Self-reported coffee intake was collapsed from a total of 8 categories to 4 categories (<1, 1-2, 3-4, and >4 cups per day). Place of birth was determined by collapsing self-reported country of birth into categories Scandinavia, non-Scandinavian Europe, Asia, or other. Metformin (ATC codes A10BA02, A10BD20, A10BD07, A10BD05, and A10BD03), omeprazol (ATC code A02BC01), and antibacterials for systemic use (ATC codes J01) dispensed prescriptions were retrieved from the Swedish Prescribed Drug Register using the period from 12 months prior to visit 1 in SCAPIS. Estimated glomerular filtration rate was calculated with the CKD-EPI Study equation21. To adjust for total energy intake, fiber intake was divided by total energy intake.
Analyses were performed and plots were created with R v4.1.1 (https://cran.r-project.org/). Partial Spearman’s rank correlations were calculated for Shannon diversity index and each metabolite using the ppcor64 v1.1 R package. Correlation estimates were adjusted for age, sex, place of birth (Scandinavia, non-Scandinavian Europe, Asia, or other), study site (Uppsala or Malmö), microbial DNA extraction plate, and metabolomics delivery batch, which denotes three batches of samples (two from Uppsala and one from Malmö) that were profiled separately, and later normalized jointly. Microbial extraction plate and metabolomics delivery batch were nested in study site, and therefore study site, microbial extraction plate and metabolomics delivery batch were combined into one categorical batch variable by combining the labels. The categorical variables with more than two levels (place of birth and batch) were converted to dummy variables and the dummy variable of the last category was removed before analysis. Association p-values were adjusted for multiple testing using the Benjamini–Hochberg method at 5% false discovery rate. Similarly, for each species, partial Spearman’s rank correlations were calculated for each metabolite and adjusted for age, sex, place of birth, study site (Uppsala or Malmö), microbial DNA extraction plate, and metabolomics delivery batch as the main model, and additionally adjusted for Shannon diversity index as a sensitivity analysis. Further sensitivity analyses were performed for the main model by stratification of the participants by tertiles of body mass index, systolic blood pressure, estimated glomerular filtration rate, fiber intake, and by exclusion of smokers and participants who had been prescribed antibiotics within a year of visit 1 or taken, according to the health and lifestyle questionnaire, medication for hypertension, dyslipidemia, and/or diabetes in the last two weeks.
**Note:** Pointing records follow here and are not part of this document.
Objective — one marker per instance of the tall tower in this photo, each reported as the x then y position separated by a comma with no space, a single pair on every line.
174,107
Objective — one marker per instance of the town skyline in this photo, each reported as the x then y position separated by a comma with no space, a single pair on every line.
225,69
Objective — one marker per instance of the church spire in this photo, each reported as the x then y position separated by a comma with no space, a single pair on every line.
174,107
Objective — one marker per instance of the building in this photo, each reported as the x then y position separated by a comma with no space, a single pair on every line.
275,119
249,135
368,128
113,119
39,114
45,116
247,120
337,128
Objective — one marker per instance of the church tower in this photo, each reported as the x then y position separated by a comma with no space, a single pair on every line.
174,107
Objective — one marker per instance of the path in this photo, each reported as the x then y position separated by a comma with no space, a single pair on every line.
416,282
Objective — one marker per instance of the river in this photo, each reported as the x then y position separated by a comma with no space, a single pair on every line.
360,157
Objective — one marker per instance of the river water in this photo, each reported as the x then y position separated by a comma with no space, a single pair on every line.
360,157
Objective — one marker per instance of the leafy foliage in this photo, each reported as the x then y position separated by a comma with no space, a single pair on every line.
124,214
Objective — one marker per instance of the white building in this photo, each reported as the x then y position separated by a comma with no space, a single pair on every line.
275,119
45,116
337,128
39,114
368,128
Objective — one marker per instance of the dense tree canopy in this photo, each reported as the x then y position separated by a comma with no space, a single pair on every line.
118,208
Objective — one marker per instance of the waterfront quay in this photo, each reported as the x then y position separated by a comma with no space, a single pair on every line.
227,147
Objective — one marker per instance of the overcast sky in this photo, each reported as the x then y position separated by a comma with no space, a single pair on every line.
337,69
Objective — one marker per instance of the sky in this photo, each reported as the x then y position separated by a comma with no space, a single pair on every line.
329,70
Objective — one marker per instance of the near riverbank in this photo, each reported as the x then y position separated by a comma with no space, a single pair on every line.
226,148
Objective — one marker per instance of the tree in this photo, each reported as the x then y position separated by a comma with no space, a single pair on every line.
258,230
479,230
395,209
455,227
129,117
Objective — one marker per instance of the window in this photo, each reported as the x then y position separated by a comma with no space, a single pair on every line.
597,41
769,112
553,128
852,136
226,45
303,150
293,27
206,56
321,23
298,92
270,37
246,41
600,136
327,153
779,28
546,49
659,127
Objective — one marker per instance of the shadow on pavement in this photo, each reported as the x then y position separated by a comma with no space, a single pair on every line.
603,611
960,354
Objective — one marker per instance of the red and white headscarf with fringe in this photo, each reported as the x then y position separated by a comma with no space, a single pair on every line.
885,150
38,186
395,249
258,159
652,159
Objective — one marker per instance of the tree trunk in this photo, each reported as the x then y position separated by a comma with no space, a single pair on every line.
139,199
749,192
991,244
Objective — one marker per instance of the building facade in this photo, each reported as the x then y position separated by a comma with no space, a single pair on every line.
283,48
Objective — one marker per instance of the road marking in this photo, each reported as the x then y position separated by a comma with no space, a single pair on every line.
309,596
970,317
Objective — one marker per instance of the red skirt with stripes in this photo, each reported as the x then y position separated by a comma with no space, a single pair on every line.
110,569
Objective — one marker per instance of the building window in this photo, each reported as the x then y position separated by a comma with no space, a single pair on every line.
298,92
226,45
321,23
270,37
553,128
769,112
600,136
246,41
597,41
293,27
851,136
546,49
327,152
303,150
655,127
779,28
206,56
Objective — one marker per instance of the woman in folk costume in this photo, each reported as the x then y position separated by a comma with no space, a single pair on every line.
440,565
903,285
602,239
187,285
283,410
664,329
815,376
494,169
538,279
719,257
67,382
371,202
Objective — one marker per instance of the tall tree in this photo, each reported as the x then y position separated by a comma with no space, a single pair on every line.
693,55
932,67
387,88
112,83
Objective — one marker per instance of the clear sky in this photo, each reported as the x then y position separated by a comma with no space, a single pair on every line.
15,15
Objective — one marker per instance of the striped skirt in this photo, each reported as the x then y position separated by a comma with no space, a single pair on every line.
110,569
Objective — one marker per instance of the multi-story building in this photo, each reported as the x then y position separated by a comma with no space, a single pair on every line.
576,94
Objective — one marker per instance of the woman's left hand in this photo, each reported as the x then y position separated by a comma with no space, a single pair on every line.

Ridge regression models were used to estimate the proportion of variance of each metabolite explained by gut microbiota based on a nested 10-fold cross-validation approach using the glmnet65 v4.1-3 R package. For each iteration, the data was split into 10 folds. Nine of the folds were used as training folds and one as a hold-out fold. The 9 training folds were in turn split into 10 additional folds, and a grid search was performed to find the lambda corresponding to the lowest cross-validated mean squared error. The performance of the model with this lambda was then tested on the hold-out fold. This procedure was performed 10 times, each time changing the hold-out fold, and the average training mean squared error, the average test mean squared error and the average test r2 were reported.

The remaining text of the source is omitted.